The hearing was the latest effort by House lawmakers to shine a light on the work of the Defense Department’s All-domain Anomaly Resolution Office, or AARO, which was created in 2022 to investigate sightings of UFOs and standardize data collection.
In past hearings, Wright-Patterson Air Force Base has been mentioned with discussions on UFOs.
“If there’s nothing to conceal, let Congress go to Wright-Patterson Air Force Base, the Dugway Proving Ground or even Groom Lake in Nevada. We should have disclosure today, we should have disclosure tomorrow. The time has come,” said U.S. Rep. Jared Moskowitz, D-Fla., in a plea to military leaders in July 2023.
For better or worse, Wright-Patterson has always loomed large in UFO lore, both now and in the past.
Aliens who supposedly crashed near Roswell, New Mexico in the late 1940s, along with their ship, have been said to be stored in a Wright-Patt hangar.
More recently, Grusch came to prominence earlier this year through a report that introduced as a supporting source a “Jonathan Grey,” which the report said was the name the source uses in his job at the National Air and Space Intelligence Center at Wright-Patterson (The center is better known as “NASIC.”)
In response to questions from this newspaper, NASIC said it has no employee who uses that alias or professional identity.
Congressional leaders and members visit Wright-Patterson quite often.
In April, members of the House Permanent Select Committee on Intelligence visited the base for a closed meeting and discussion on funding and priorities.
In March, the AARO released a report finding no evidence that the government was hiding evidence of alien spacecraft or technology and said most cases of UFO sightings could be explained as optical illusions, airborne trash or drones.
But the office’s inability to solve or identify some reports of UFOs, also called unidentified anomalous phenomena by the government, has fueled speculation of a coverup and fed the public’s growing interest in aliens.
Testimony from former military personnel has also stirred questions.
Tim Gallaudet, a former rear admiral in the Navy, told lawmakers on Wednesday that an unidentified object “exhibiting flight and structural characteristics unlike anything in our arsenal” was spotted during a naval exercise off the East Coast in 2015.
He said he received an email from the operations officer of Fleet Forces Command asking what the object was and warning that pilots were having “multiple near-midair collisions” with it.
The next day, the email disappeared from Gallaudet’s account and the accounts of all others who had received it, he said. The episode was never talked about again, Gallaudet said.
“For the remainder of my government service... this incident disturbed me,” he said. “It highlighted a dangerous culture of over-classification, where even pressing safety-of-flight issues could be swept aside under the pretense of secrecy.”
Luis Elizondo, a former senior intelligence official who ran a predecessor agency to the AARO, said Wednesday that the government possessed alien technology and was in a secretive “arms race” to reverse engineer the aircraft.
He also accused the government of punishing whistleblowers and fostering an environment of suppression and intimidation.
“Let me be clear: UAP are real,” Elizondo said. “Advanced technologies not made by our government, or any other government, are monitoring sensitive military installations around the globe.”
Two former Navy fighter pilots, David Fravor and Ryan Graves, described their encounters with unknown flying objects in testimony last year before Congress.
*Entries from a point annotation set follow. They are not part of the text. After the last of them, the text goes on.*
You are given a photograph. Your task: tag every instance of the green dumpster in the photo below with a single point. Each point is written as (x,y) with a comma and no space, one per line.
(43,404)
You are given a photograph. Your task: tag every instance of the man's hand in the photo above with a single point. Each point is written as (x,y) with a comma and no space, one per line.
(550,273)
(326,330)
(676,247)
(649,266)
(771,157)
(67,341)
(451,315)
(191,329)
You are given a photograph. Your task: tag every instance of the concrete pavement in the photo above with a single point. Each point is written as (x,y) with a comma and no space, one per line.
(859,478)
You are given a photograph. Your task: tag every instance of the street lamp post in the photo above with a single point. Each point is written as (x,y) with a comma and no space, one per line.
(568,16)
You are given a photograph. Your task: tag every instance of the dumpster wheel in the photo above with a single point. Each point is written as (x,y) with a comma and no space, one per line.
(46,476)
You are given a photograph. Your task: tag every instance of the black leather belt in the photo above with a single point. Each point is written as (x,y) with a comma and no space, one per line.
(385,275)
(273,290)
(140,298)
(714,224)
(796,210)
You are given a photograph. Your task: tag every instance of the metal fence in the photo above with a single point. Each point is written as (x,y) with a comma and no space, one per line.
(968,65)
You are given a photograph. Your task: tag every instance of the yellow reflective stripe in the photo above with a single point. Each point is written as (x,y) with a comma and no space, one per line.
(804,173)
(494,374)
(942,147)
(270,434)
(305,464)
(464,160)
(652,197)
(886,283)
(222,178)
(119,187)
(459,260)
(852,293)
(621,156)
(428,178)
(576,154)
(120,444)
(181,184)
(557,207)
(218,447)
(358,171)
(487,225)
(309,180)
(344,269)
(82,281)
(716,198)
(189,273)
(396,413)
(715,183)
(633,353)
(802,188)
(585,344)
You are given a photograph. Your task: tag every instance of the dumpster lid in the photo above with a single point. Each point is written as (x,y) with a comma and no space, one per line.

The men previously shared their stories with the media, sparking interest on Capitol Hill.
On Tuesday, Rep. Tim Burchett, R-Tenn., introduced a bill to protect whistleblowers who bring attention to federal funding that is being used to study UFOs. Lawmakers earlier this year also introduced a bill requiring the government to declassify all documents related to UFOs.
Several members of the oversight panel said they were discouraged from holding the hearing on Wednesday and told they should not question the witnesses on certain subjects.
“When the American people and members of Congress ask, ‘Are reports of UFOs credible?’, we’re met with stonewalling, we’re met with responses of ‘I can’t tell you,’” said Rep. Jared Moskowitz, D-Fla. “I believe more transparency is not only needed but is possible.”
Republican Nancy Mace of South Carolina led the hearing and later released a document that claims the existence of a secret UFO data retrieval program called “Immaculate Constellation.”
The document was previously cited in a report by the newsletter writer Michael Shellenberger, who also testified Wednesday. He told lawmakers that he received the document from “a current or former U.S. government employee” and declined to elaborate further.
“The American people need to know that the U.S. military is sitting on a huge amount of visual and other information, still photos, video photos or sensor information, and have for a very long time,” he said.